Das Naturreservat Zingaro ( = Zigeuner) an der sizilianischen Nordwestküste ist ein Schutzgebiet zwischen Castellamare del Golfo und Trapani. Dank der natürlichen Beschaffenheit aus Buchten, Höhlen und abgelegenen Buchten war dieses Gebiet in der Vergangenheit ein sicherer Hafen für Piraten und Fischer, die im Sturm auf See gefangen wurden. Bis heute scheint es das einzige Küstenschutzgebiet in der Region Sizilien zu sein, das nicht mit Asphaltstraße und Beton ausgestattet ist. Die Bevölkerung hat 1980 eine Eingabe gemacht, um der Zementierung und Verfremdung dieses irdischen Paradieses entgegenzuwirken, indem sie die Einrichtung eines Naturschutzgebietes forderte, um es vor dem Eingriff des Menschen zu schützen. Daher wurde jeglicher Kraftfahrzeugverkehr aus dem gesamten Areal verbannt, um Platz für den umweltschonenden Verkehr durch Tiere, wie Maultiere, Esel und Wanderer zu schaffen. Der einzige Abschnitt einer asphaltierten Straße endet am südlichen und nördlichen Eingang des Reservats.

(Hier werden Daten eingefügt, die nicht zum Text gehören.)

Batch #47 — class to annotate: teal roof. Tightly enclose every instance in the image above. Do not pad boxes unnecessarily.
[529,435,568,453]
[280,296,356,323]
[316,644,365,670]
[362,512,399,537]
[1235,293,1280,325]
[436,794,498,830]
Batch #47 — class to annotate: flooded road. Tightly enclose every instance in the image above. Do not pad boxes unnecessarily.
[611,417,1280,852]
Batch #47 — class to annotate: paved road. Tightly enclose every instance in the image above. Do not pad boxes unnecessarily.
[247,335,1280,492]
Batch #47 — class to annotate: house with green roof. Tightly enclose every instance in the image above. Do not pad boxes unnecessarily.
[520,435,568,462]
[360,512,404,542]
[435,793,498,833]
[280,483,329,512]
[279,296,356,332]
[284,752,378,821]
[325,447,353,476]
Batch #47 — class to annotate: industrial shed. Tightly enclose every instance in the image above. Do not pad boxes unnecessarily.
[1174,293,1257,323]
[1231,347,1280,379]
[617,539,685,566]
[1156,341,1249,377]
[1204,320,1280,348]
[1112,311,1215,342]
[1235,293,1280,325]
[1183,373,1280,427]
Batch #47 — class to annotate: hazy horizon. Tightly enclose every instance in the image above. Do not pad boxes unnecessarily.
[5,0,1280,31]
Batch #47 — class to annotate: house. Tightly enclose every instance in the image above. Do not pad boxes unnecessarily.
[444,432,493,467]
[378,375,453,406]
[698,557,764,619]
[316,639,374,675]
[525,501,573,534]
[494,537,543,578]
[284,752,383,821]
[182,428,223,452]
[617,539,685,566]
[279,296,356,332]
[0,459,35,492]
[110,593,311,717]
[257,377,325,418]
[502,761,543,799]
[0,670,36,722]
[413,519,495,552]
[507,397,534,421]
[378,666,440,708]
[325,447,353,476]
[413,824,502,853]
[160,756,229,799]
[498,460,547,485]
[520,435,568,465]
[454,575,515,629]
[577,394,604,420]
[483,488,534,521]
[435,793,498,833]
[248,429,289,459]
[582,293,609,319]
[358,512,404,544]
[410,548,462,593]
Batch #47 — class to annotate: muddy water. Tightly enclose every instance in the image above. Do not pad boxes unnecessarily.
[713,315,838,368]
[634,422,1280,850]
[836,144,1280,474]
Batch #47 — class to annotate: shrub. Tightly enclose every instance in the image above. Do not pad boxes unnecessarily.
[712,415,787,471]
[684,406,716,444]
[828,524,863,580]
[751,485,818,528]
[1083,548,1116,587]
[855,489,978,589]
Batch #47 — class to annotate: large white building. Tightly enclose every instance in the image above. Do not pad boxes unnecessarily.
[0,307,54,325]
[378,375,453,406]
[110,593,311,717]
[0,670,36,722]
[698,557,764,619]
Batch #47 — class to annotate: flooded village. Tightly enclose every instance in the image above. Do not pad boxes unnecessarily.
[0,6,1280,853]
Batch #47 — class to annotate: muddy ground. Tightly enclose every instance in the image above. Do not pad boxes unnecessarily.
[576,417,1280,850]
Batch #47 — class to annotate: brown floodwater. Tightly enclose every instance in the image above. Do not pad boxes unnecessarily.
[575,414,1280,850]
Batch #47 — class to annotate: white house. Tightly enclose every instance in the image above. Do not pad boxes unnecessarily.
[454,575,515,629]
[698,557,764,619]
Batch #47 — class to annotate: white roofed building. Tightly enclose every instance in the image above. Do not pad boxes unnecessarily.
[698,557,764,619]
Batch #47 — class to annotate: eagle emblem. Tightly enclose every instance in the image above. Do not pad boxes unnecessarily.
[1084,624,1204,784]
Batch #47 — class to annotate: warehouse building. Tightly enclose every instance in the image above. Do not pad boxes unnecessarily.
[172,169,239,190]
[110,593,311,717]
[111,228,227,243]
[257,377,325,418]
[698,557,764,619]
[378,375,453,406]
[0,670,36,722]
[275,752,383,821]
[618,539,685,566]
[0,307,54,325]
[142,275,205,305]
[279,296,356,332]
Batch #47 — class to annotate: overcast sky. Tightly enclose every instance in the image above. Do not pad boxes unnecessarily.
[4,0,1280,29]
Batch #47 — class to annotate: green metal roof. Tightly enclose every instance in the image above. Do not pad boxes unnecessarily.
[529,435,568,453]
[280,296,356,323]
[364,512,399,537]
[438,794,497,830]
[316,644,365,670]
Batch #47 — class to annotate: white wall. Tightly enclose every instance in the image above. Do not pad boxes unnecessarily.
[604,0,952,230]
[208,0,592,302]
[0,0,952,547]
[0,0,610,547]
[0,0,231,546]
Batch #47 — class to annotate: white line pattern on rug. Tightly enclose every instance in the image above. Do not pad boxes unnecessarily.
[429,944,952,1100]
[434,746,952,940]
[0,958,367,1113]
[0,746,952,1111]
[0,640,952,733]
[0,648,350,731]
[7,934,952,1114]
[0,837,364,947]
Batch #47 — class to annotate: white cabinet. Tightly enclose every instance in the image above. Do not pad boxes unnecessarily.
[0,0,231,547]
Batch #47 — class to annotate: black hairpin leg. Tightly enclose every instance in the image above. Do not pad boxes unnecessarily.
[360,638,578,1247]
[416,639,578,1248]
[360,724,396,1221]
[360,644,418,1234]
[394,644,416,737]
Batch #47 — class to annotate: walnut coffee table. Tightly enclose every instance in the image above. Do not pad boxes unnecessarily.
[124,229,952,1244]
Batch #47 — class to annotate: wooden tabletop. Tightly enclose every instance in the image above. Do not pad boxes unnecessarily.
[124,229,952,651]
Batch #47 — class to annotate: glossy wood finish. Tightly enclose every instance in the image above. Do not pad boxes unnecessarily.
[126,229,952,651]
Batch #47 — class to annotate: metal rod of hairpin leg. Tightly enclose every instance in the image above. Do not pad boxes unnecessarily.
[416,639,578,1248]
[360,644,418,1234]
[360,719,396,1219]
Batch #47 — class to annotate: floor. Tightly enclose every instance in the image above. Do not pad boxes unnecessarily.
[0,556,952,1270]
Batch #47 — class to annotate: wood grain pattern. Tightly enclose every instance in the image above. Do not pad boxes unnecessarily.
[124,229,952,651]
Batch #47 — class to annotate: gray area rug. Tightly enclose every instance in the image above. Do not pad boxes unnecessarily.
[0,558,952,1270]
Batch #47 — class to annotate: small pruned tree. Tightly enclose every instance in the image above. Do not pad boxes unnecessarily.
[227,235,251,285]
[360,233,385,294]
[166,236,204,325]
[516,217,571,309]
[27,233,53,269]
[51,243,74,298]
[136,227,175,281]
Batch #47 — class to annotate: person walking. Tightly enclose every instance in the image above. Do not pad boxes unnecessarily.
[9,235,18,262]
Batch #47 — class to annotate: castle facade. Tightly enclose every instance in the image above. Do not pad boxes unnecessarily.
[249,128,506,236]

Es besteht aus einer etwa 7 km langen Strecke mit einem Höhenunterschied von etwa 100 m bergauf/bergab, offiziell begehbar in etwa 2 bis 3 Stunden, wenn man sehr fit ist und mit Wanderschuhen, einem Rucksack sowie ausreichend Getränken versorgt ist. Das Ganze muss auch wieder gelaufen werden. Auf dem Weg verlieren wir unseren Blick in einer unvergleichlichen Aussicht, die von großen, mit Palmen, Eschen, Orchideen und dem glasklaren, smaraggrünen-blauen Mittelmeer bedeckten Gebieten eingerahmt ist. Wir könnten auch in verschiedene und einzigartige Buchten mit weißem Sand oder Kieselsteinen hinabsteigen, um ein Bad zu genießen, das Körper und Geist regeneriert. Machen wir aber nicht, erstens sehr anstrengend hoch und runter und zweitens zu kalt Anfang April. Trotz der verheerenden Auswirkungen des großen Flächenbrands im Jahr 2012, bei dem 80 % des Reservats zerstört wurden, bleibt das Naturschutzgebiet von großer Bedeutung für die Region. Dank umfangreicher Erholungs- und Wiederherstellungsmaßnahmen ist das Schutzgebiet heute ein Symbol der Widerstandsfähigkeit und Hoffnung: Ein leuchtendes Beispiel für den Schutz der Natur und ihrer Schätze. Jede Menge Menschen - egal ob Jung oder Alt - sind hier unterwegs. Unglaublich! Wir schaffen ungefähr 2/3 des Weges bei dunkelblauem Himmel und strahlender Sonne hin und kehren dann schwitzend wieder um. Ganz schön anstrengend der felsige schmale Weg an der Mittelmeerküste hoch und runter und entlang. Für diese 9 km hin und zurück haben wir bereits 4 Stunden verbraten. Aber es war toll, durch diese Natur zu wandern. Unfassbar viele blühende Blumen haben ihren Teil dazu beigetragen. Und es hat geduftet wie schon lange nicht mehr.